# home dairy supplies



## netexan (Jan 3, 2008)

To make a long story short; my neighbor offered to give me an older holstein milk cow. I need a milker, cream seperator, etc. Where do y'all get your home dairy supplies? Thanks.


----------



## gone-a-milkin (Mar 4, 2007)

I think we need a sticky for this. It is always coming up. 

Buying a milking machine setup...I know they are expensive to buy NEW. There are some guys in the cattle forum who know about that stuff, and have great advice about vaccuum pumps, milk lines, etc.

www.thegoatstore.com which is Hoegger Supply's site has a lot of equipt. 

Maybe you don't need a cream separator. Cows cream rises to the surface if you let it set a few hours. Then you can skim it off. You just need a ladle. 

You will have to shop around to get the best prices on all this stuff.Every region is different on pricing. Surely other folks here will give you more links. 

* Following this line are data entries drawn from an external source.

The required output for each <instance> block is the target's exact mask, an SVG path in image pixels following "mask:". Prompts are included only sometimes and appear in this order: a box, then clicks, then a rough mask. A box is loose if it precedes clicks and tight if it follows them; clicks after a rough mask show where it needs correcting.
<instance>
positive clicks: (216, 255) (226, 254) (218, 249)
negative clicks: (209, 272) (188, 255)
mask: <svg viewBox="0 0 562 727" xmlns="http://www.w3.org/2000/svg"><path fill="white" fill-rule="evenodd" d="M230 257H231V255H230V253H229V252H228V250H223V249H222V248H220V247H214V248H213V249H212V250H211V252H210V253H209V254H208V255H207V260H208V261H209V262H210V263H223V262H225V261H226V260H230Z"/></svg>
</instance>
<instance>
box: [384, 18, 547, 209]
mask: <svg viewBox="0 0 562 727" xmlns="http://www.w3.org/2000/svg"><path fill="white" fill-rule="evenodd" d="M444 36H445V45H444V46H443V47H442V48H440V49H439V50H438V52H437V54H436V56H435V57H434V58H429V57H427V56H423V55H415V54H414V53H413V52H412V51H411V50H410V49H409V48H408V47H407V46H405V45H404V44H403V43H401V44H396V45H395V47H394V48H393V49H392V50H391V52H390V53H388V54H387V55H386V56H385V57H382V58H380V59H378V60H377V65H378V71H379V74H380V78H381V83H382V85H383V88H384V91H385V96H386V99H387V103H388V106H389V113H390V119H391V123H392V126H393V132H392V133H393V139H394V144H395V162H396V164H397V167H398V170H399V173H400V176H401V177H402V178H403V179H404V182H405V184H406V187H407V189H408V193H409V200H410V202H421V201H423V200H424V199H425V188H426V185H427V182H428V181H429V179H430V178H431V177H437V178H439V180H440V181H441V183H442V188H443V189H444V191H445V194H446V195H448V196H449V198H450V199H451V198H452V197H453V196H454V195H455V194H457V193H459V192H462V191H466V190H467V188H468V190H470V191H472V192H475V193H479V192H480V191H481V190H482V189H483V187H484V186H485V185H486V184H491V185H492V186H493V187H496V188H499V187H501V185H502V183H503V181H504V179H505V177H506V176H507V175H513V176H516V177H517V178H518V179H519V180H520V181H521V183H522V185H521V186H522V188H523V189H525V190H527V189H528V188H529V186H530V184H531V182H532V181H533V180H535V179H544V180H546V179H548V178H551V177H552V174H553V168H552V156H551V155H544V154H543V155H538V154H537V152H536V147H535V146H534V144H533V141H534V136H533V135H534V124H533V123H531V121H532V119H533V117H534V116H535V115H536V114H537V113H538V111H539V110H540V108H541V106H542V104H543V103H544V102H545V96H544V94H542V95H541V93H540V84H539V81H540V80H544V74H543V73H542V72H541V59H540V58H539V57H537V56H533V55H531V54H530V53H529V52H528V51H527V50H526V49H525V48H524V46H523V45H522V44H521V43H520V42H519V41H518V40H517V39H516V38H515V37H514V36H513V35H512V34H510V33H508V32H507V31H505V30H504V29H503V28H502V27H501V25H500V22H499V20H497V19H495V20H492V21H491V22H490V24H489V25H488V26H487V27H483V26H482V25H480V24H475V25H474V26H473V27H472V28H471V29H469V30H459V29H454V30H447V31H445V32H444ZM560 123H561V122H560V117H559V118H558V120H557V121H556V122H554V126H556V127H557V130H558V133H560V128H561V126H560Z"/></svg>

Good luck and happy milking!


----------



## celticfarmgal (Feb 25, 2008)

My surge milker I bought first the milk bucket and pulsator then the new rubbers and finally the vaccuum pump off E-bay the total cost was only $220 I got the new rubber parts from Hambry's dairy supply ( they have a site and sell on E-bay as well) I use a double boiler (THANKS TO SUGGESTIONS OFF HT) for Pastuerizing .


----------



## coso (Feb 24, 2004)

Also look at http://www.partsdeptonline.com/ There and Hambys is where I buy most of my stuff at. Or E-Bay.


----------